Nada é mais grotesco do que a indiferença

Nada é mais grotesco do que a indiferença

Havia um clima meio shimbalaiê na exposição organizada na Oficina Cultural Oswald de Andrade, para resgatar o senso de comunidade no Centro de São Paulo, estraçalhado pela cultura do condomínio. Numa instalação, despontava a pergunta: “o que você deseja para o seu vizinho?” O público era convidado a responder por escrito. Num dos post-its grudados na obra, uma frase resumia um desejo cortante: “Desejo que meus vizinhos tenham teto”.

Rabada, livro de contos de Alessandro Araujo lançado há pouco pela editora Patuá, traz implícito um querer mais elementar. Antes de casa, as pessoas que agonizam nas esquinas do centro da maior cidade do País precisam de subjetividade. Se no vaivém da experiência burguesa a morte vira paisagem, não há humanidade possível. Assim andam as coisas no espaço onde o escritor habita, nos arredores do Minhocão.

Rabada
Rabada, de Alessandro Araujo (Editora Patuá, 93 páginas)

Ao verter 18 contos em 93 páginas, Araujo parece ter encontrado uma voz própria e madura nesse terceiro livro — publicou ainda “Pro Santo e Outras Perdições” (2012) e o romance “Longe de Todas Aquelas Nuvens” (2020). As frases curtas, com períodos que às vezes prescindem do verbo, criam uma narrativa fragmentada, que a rigor é uma demonstração de confiança na capacidade do leitor em produzir sentido. Restam textos pragmáticos, sem adereços, onde violência e ternura coexistem, exatamente como na existência dos personagens.

O domínio narrativo fica claro nos cortes temporais da ação. De uma tarde numa loja, um personagem pode aparecer já no parágrafo seguinte refestelado numa cama, mirando a parede, sem prejuízo ao que se quer contar. Há tensão em cada sentença e, por vezes, quando ao folhear vislumbramos o fim do conto, é preciso uma certa disciplina para não corrermos os olhos, em ansiedade pelo desfecho. Mas Araujo se recusa a nos carregar pela mão porque crê na força da história, que se completa mesmo cruzando vácuos. Coisa de Modiano.

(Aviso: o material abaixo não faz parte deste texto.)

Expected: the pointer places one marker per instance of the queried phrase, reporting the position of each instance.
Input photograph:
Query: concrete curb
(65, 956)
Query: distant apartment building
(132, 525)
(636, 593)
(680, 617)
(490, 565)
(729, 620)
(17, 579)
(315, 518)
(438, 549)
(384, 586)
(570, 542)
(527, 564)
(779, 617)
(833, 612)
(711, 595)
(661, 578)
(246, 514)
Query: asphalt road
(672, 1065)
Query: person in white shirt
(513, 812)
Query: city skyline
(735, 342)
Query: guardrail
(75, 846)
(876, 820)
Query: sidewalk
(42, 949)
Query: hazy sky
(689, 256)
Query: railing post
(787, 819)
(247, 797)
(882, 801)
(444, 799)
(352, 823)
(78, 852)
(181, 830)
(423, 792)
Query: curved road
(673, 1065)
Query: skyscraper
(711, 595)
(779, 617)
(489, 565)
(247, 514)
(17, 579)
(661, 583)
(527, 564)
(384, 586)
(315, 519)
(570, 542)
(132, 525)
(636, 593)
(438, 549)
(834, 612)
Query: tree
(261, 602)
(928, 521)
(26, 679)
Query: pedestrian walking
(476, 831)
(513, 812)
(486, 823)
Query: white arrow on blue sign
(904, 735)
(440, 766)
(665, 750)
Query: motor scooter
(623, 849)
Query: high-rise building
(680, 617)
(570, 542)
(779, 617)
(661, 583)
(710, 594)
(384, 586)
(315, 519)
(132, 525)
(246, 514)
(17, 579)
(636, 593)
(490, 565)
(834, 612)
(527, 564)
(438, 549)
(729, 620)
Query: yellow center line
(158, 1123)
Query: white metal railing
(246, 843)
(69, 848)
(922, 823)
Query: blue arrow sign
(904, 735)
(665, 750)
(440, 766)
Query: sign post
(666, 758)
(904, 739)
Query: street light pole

Vê-se um quê de Saramago no conto “Correios” — que também chamou a atenção de Marçal Aquino, que assina o saboroso prefácio de “Rabada”. Nele, Jonas vive dias de sr. José, protagonista de “Todos os nomes”, tentando espantar o tédio dos dias ultrajando privacidades, com consequências nefastas e, como todo bom texto, múltiplas interpretações.

Saímos do livro também afeiçoados por Moacir, que pontifica em três contos como uma espécie de metonímia da miséria do assalariado, a quem nem a CLT redime. Quem já precisou enfrentar rotinas hediondas, sob a liderança de gente cretina, vai se identificar com o cara.

“O Natal é bom”. “No verão é sem ódio”. Os personagens dão indícios de confiar na força do tempo para cessar a angústia. Mas o calendário não dá conta. Nem o fantástico, que aparece no conto que empresta nome ao livro, oferece a redenção. A rua consegue ser mais asfixiante que as moradias de “três pequenos cômodos”, claustrofóbicas. Ao contrário do que os mais apressados possam supor, não estamos diante de uma empreitada literária sombria. 

Há muito do grotesco na atmosfera de “Rabada”, porém nada soa mais vil do que a indiferença diante da agonia alheia. Nas epígrafes extraídas de Graciliano Ramos e Rubem Fonseca, Araujo admite que escreveu “Rabada” com raiva. Mas prova que esse sentimento, tão mal falado pelos hipócritas forjados em meditação, ioga e pão de fermentação natural, também irriga a esperança.

Basta que desassossegue os anestesiados.